The MI5 head said intelligence about cyber threats had been shared with 37 countries and that in May a sophisticated threat against aerospace had been disrupted.
McCallum also pointed to a series of examples linked to China. These included a British aviation expert who had received an approach online and had been offered an attractive employment opportunity. He travelled to China twice to be “wined and dined” before being asked for technical information on military aircraft by a company which was actually a front for Chinese intelligence officers.
“That’s where we stepped in,” said McCallum. He also said one engineering firm had been approached by a Chinese company which led to its technology being taken before the deal was then called off, forcing the company, Smith’s Harlow, to go into administration in 2020.
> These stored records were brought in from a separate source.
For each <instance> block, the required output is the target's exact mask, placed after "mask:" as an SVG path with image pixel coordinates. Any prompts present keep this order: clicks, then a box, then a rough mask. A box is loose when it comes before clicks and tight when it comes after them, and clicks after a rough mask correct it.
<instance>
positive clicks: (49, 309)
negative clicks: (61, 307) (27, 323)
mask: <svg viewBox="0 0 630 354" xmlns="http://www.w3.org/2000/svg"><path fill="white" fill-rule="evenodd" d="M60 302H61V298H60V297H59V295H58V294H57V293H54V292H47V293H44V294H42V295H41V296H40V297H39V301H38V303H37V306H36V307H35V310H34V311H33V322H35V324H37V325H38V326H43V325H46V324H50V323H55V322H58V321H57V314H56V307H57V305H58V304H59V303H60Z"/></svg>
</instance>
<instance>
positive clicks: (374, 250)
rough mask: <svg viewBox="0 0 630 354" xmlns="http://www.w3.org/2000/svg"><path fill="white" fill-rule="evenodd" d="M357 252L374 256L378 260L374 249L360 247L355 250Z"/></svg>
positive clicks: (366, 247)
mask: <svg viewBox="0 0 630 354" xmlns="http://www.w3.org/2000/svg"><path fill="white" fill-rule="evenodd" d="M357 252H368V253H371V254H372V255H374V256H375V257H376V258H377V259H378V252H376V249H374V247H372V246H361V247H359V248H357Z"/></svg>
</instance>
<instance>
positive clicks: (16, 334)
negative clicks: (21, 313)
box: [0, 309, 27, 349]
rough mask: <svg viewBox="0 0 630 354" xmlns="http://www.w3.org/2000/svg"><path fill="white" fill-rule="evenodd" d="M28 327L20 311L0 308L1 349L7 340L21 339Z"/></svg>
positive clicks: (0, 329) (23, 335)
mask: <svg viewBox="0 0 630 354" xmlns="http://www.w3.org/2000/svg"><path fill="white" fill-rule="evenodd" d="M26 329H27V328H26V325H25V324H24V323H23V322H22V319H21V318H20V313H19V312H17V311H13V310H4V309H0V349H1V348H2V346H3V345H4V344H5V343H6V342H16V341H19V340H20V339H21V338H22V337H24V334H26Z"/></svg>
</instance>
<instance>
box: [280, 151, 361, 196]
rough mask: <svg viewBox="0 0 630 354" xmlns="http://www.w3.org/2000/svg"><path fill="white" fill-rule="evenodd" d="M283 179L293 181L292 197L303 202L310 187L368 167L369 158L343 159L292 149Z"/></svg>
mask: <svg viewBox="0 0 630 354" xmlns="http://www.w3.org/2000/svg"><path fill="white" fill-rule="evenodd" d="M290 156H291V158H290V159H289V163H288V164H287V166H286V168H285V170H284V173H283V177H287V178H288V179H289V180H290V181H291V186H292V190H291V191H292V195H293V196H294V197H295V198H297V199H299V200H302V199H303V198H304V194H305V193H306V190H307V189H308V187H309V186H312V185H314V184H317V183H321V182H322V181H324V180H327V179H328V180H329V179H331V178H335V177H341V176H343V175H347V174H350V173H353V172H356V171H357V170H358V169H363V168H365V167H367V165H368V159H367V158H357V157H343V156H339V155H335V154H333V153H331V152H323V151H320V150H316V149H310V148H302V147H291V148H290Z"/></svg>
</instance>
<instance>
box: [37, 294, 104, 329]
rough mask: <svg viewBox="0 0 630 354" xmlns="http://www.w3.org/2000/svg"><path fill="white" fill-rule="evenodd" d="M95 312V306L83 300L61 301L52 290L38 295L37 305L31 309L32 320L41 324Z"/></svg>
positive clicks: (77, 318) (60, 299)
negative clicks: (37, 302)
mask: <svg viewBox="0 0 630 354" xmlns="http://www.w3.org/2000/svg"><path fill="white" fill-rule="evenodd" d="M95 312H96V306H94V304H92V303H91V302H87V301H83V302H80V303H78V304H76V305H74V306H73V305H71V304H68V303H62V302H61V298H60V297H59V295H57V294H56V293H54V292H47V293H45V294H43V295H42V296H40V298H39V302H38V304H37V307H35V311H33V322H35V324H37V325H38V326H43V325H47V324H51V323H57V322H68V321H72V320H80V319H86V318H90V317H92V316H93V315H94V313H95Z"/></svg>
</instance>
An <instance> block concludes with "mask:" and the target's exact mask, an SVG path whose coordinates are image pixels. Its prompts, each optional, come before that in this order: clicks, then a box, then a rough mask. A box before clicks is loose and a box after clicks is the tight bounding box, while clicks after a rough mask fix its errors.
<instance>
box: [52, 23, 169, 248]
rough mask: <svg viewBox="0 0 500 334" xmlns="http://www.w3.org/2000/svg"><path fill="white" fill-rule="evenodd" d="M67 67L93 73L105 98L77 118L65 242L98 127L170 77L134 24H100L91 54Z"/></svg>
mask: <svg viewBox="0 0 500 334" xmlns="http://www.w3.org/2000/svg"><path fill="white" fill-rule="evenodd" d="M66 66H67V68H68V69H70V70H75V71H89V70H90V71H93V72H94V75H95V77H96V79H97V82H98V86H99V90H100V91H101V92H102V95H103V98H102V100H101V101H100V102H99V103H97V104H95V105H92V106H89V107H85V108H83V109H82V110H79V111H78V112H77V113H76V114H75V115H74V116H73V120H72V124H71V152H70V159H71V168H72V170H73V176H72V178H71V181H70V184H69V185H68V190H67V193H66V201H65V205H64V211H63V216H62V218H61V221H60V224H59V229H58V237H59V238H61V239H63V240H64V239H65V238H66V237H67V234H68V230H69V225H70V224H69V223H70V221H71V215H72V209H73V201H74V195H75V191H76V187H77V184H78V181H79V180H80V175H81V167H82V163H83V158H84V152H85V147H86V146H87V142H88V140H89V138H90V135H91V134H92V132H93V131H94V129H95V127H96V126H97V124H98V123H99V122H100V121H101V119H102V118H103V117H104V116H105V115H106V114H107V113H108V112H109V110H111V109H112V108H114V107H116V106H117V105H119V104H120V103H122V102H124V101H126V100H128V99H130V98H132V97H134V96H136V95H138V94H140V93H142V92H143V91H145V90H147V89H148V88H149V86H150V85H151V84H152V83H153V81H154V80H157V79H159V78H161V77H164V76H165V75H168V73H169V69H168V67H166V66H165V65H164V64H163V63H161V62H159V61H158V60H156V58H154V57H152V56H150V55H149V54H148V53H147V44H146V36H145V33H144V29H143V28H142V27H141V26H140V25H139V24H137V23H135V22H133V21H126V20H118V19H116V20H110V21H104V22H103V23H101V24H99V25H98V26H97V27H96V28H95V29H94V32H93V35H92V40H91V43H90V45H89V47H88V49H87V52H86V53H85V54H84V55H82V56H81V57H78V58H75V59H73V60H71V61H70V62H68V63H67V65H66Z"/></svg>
And he pointed to the interference alert issued by Parliament in January about the activities of Christine Lee. He said these types of operations aimed to amplify pro-Chinese communist party voices and silence those that questioned its authority. “It needs to be challenged,” the MI5 head said.
In the US, the FBI director said the Chinese government had directly interfered in a congressional election in New York this spring because they did not want a candidate who was a critic and former protester at Tiananmen Square to be elected.
They had done so, he said, by hiring a private investigator to dig up derogatory information. When they could not find anything, he said there had been an effort to manufacture a controversy using a sex worker before even suggesting staging a car accident.